Time Considerations in Choosing a Pet

This is often the determining factor in deciding which pet you’d like to introduce into your family. They do take time and commitment. Dogs are most intensive because they require that daily walk. Cats can be left on their own over a weekend. Other pets have routines that need maintaining. If you like to travel, it means having a pet sitter or family/friend to look after them while you’re away. This fact often stops people from getting a pet.

When I’ve traveled, I hired a pet sitter.

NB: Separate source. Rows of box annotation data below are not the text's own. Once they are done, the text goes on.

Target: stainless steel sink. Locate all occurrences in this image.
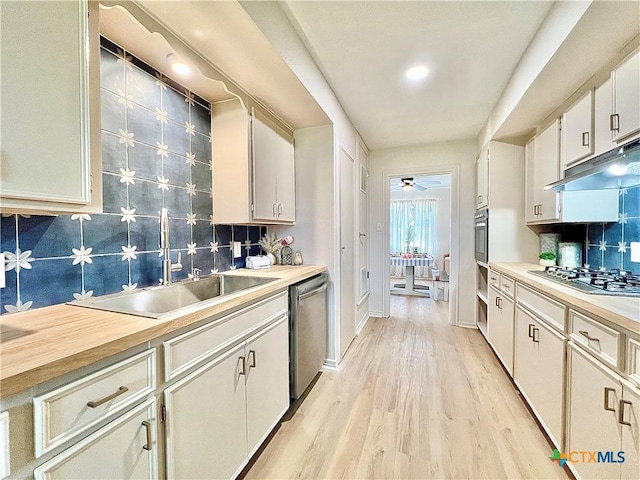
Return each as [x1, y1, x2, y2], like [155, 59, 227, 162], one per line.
[69, 274, 276, 318]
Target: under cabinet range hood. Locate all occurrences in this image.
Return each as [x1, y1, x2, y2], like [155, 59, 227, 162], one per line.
[544, 139, 640, 191]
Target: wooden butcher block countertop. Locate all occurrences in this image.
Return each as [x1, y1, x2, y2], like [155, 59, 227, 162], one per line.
[0, 265, 326, 398]
[489, 262, 640, 334]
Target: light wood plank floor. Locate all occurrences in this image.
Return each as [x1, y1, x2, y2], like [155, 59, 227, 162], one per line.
[245, 296, 567, 479]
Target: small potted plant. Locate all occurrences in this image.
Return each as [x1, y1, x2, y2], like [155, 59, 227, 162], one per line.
[538, 252, 556, 267]
[258, 233, 282, 265]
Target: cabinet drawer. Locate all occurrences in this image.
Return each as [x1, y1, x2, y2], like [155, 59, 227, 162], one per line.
[569, 310, 622, 368]
[516, 283, 565, 331]
[489, 270, 501, 290]
[33, 349, 156, 457]
[627, 338, 640, 387]
[500, 275, 516, 298]
[163, 292, 288, 381]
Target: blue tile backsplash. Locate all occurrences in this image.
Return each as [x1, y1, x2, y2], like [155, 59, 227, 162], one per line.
[0, 39, 266, 314]
[584, 186, 640, 273]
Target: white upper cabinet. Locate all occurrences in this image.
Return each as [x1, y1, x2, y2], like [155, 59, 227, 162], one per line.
[0, 0, 102, 213]
[593, 78, 616, 155]
[610, 50, 640, 142]
[525, 120, 560, 222]
[251, 112, 295, 223]
[211, 100, 295, 224]
[562, 90, 594, 167]
[476, 148, 489, 208]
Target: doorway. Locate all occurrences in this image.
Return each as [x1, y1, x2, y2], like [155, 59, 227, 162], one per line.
[383, 166, 459, 325]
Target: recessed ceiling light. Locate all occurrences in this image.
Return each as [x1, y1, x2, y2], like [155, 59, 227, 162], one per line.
[406, 65, 429, 80]
[167, 53, 191, 75]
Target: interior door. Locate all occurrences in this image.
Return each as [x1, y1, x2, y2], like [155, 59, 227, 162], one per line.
[340, 149, 356, 359]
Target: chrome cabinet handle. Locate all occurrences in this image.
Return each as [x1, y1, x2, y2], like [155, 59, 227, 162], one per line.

It’s an expense that I factor into my vacation plan. At this time in my life, my husband is not traveling with me, so he looks after the pets. However, when we did travel together, this was our way of managing pets. Other people choose the kennel option. That works if you know the people who run the kennel and feel confident that your pet will be well looked after and come home healthy.

Are Pets Worth Having?

All in all, pets are true healing energy. If you are on your cancer journey, they can be your best friend. They can be there to give you that love when you need it most. Their calming energy will sustain you in times of crisis. They will also help you think outside yourself and move you into a positive space because pets show that they also need you. They can make the difference in how you think and feel. In my view, and only my view, pets add incredible value to life – my life in particular. What about your life?